By adding Michael Ryder’s $4 million annual cap hit to the mix, the Bruins are at $54,361,666. They must still add Dennis Wideman’s number (at least $3 million annually) to their total, which would put them over the $56.7 million cap ceiling. The Bruins must dip below the number by the start of the regular season.
“We’ll look to improve our team, but it’s unlikely that I’ll continue in the free agent market unless we made a trade or move some money,” GM Peter Chiarelli said.
While Chiarelli may back away from any signings, he said he’ll remain involved in trade talks.
“If there are deals out there that will improve your team, you have to make sure you can participate in them,” Chiarelli said. “You don’t want to miss out on those.”
* Chiarelli said that if he doesn’t make any more moves, he’d be happy with his roster going into training camp.
* The Bruins had a two-year offer on the table for Glen Metropolit, but the center signed a two-year, $2 million deal with Philadelphia instead. It is the first multi-year deal of Metropolit’s NHL career. “Glen was a real good soldier for us last year,” Chiarelli said. “We made him an offer, but at his age and his point of his career, I don’t begrudge him going out and testing the market. He’s a good man. I’m happy to see he got what he wanted. I wish him the best. We’ve got some young guys that can fill in. That’s part of our plan here.

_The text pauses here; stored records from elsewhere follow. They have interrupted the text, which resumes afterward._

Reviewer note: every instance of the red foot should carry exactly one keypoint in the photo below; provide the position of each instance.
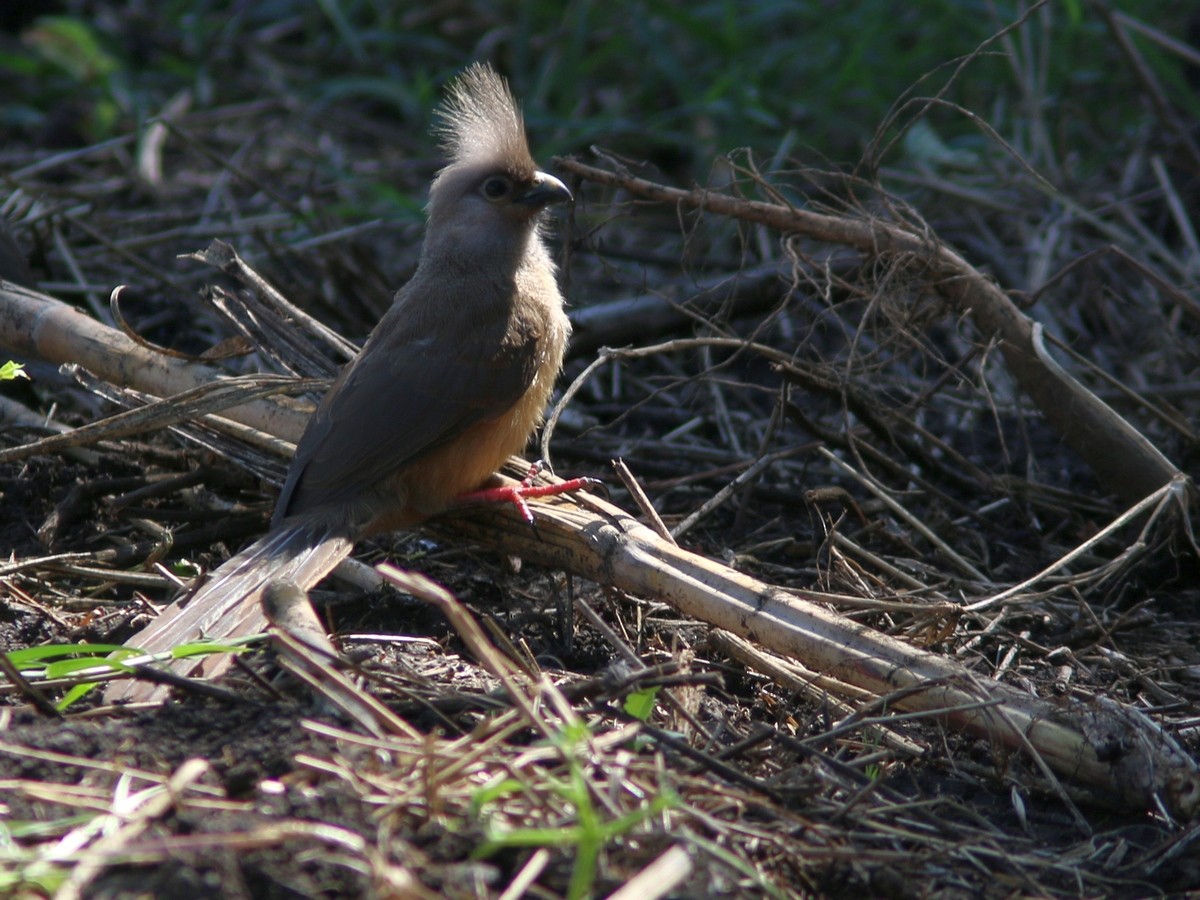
(517, 495)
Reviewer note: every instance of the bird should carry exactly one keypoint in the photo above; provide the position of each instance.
(453, 381)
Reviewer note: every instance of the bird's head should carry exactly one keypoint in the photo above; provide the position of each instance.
(491, 193)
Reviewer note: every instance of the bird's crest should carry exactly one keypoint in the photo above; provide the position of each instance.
(480, 121)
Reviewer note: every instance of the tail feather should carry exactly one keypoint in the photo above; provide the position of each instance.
(229, 604)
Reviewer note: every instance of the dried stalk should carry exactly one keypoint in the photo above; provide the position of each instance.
(1122, 459)
(1111, 751)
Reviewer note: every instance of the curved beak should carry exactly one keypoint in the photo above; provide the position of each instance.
(545, 191)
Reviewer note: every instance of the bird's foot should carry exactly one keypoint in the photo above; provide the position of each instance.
(517, 495)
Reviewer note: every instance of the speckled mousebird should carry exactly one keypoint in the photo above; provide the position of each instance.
(451, 382)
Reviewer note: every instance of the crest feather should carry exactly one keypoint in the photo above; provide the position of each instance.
(480, 121)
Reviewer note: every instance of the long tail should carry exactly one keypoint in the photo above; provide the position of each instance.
(300, 551)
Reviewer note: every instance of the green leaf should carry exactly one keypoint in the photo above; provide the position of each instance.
(640, 705)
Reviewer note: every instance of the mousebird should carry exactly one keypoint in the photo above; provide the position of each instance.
(453, 381)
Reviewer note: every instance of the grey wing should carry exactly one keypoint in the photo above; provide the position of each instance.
(403, 396)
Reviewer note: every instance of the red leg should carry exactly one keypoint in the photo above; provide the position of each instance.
(519, 493)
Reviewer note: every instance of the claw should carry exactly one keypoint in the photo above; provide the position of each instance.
(526, 490)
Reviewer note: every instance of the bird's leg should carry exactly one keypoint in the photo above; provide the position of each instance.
(516, 495)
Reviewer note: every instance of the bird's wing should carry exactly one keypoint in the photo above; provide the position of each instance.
(411, 390)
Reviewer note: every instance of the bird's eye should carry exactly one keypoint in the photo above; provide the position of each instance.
(497, 187)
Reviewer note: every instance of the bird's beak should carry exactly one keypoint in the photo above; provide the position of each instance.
(546, 190)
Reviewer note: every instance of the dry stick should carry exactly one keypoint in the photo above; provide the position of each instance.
(37, 325)
(1075, 741)
(1122, 459)
(1173, 492)
(913, 522)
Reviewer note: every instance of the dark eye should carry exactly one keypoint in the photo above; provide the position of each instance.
(497, 187)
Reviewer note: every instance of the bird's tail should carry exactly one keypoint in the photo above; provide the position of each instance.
(229, 604)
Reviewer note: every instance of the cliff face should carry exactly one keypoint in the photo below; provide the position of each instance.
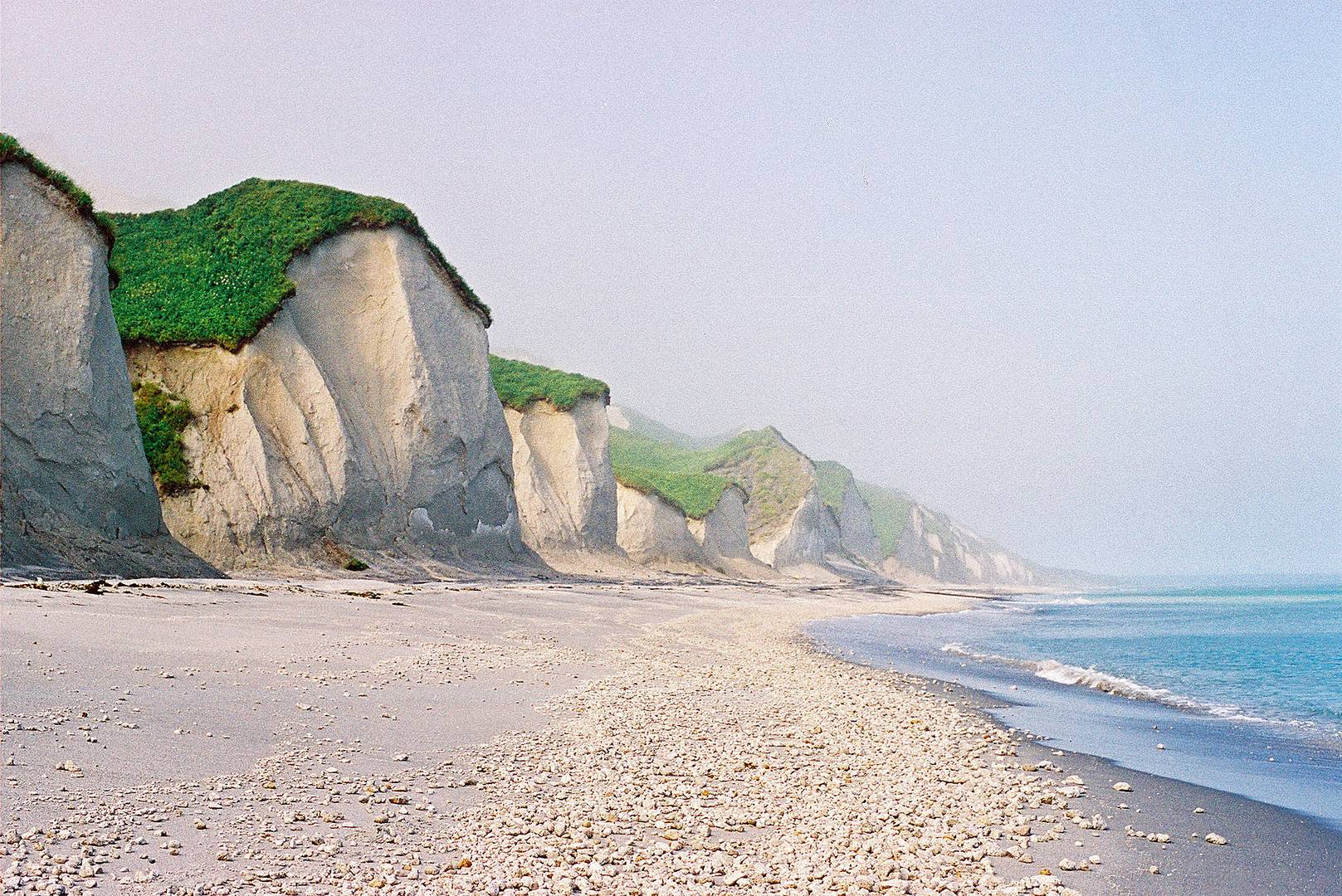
(851, 513)
(360, 416)
(941, 549)
(654, 532)
(787, 519)
(563, 479)
(921, 543)
(724, 533)
(76, 487)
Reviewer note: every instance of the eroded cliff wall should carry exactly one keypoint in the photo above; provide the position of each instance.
(76, 487)
(361, 417)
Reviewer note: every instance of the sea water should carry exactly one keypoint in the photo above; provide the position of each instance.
(1237, 687)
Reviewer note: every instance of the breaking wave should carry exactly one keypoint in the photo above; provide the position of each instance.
(1098, 680)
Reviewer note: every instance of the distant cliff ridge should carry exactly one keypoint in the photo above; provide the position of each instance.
(803, 513)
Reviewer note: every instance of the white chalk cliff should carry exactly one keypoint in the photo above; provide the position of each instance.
(74, 483)
(563, 480)
(361, 417)
(654, 532)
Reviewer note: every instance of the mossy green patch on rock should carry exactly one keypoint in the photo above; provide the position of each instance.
(890, 513)
(11, 150)
(772, 472)
(661, 469)
(215, 273)
(832, 478)
(521, 385)
(163, 419)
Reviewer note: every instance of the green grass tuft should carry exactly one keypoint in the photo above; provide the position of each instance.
(521, 385)
(163, 417)
(11, 150)
(659, 469)
(215, 273)
(889, 514)
(832, 478)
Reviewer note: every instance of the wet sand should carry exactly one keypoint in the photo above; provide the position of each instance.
(529, 737)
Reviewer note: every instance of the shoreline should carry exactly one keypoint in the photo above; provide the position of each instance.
(1261, 833)
(532, 737)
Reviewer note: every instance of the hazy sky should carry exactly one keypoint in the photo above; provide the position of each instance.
(1068, 274)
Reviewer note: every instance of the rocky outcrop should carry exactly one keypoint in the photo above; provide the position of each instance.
(563, 480)
(76, 487)
(724, 533)
(804, 537)
(920, 543)
(360, 419)
(787, 518)
(654, 532)
(935, 546)
(852, 517)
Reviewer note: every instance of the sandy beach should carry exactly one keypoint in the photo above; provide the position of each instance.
(554, 737)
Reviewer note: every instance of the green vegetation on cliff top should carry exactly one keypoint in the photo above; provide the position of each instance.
(11, 150)
(661, 469)
(215, 273)
(521, 385)
(889, 514)
(760, 461)
(163, 417)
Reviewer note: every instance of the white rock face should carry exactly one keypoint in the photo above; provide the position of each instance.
(724, 533)
(935, 548)
(856, 534)
(651, 530)
(563, 479)
(76, 486)
(804, 539)
(363, 415)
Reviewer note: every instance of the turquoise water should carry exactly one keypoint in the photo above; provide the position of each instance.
(1242, 687)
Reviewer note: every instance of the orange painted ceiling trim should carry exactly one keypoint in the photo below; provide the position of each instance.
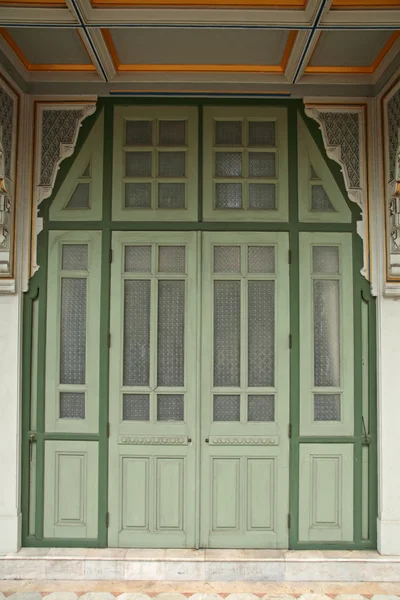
(36, 3)
(277, 4)
(123, 68)
(42, 67)
(356, 69)
(368, 4)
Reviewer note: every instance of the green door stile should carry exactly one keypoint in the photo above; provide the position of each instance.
(184, 517)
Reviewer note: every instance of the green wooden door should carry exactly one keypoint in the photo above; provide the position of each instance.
(152, 401)
(245, 391)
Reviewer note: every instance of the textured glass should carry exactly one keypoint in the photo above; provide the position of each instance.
(261, 259)
(226, 333)
(326, 333)
(172, 133)
(171, 259)
(327, 407)
(171, 333)
(226, 408)
(139, 133)
(261, 333)
(73, 330)
(320, 200)
(72, 405)
(170, 407)
(74, 257)
(228, 164)
(171, 195)
(261, 133)
(325, 259)
(226, 259)
(171, 164)
(262, 196)
(80, 197)
(228, 195)
(138, 164)
(261, 408)
(136, 358)
(138, 195)
(138, 259)
(136, 407)
(228, 133)
(261, 164)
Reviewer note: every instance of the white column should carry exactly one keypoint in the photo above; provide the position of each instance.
(388, 425)
(10, 408)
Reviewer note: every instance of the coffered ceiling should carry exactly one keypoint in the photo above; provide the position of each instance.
(280, 47)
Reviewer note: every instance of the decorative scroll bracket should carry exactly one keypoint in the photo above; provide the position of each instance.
(343, 134)
(58, 125)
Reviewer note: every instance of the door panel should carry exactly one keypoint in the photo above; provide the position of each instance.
(153, 388)
(245, 390)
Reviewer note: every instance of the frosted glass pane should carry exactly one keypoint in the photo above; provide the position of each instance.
(226, 408)
(171, 333)
(170, 407)
(136, 407)
(80, 197)
(262, 196)
(261, 164)
(325, 259)
(138, 195)
(261, 133)
(327, 407)
(73, 331)
(226, 259)
(228, 195)
(261, 332)
(261, 408)
(136, 357)
(326, 333)
(172, 133)
(72, 405)
(139, 133)
(228, 133)
(171, 259)
(171, 164)
(138, 259)
(261, 259)
(171, 195)
(228, 164)
(226, 333)
(74, 257)
(138, 164)
(320, 200)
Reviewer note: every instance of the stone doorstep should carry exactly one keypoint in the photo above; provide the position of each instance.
(198, 565)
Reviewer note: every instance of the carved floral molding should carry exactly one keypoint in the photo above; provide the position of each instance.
(343, 133)
(391, 152)
(9, 106)
(58, 127)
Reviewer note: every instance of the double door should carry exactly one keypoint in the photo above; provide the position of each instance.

I don’t feel badly about it because Glen’s a good person and he got a deal he liked.”
* The deals that went to defensemen ($7.1 million annually for Brian Campbell, $6.5 million for Wade Redden, $4.1 million for Mark Streit) showed the lack of quality puck-movers and the price that teams are willing to pay for them. “There were some deals on defense that were a lot higher than I would have thought,” Chiarelli said.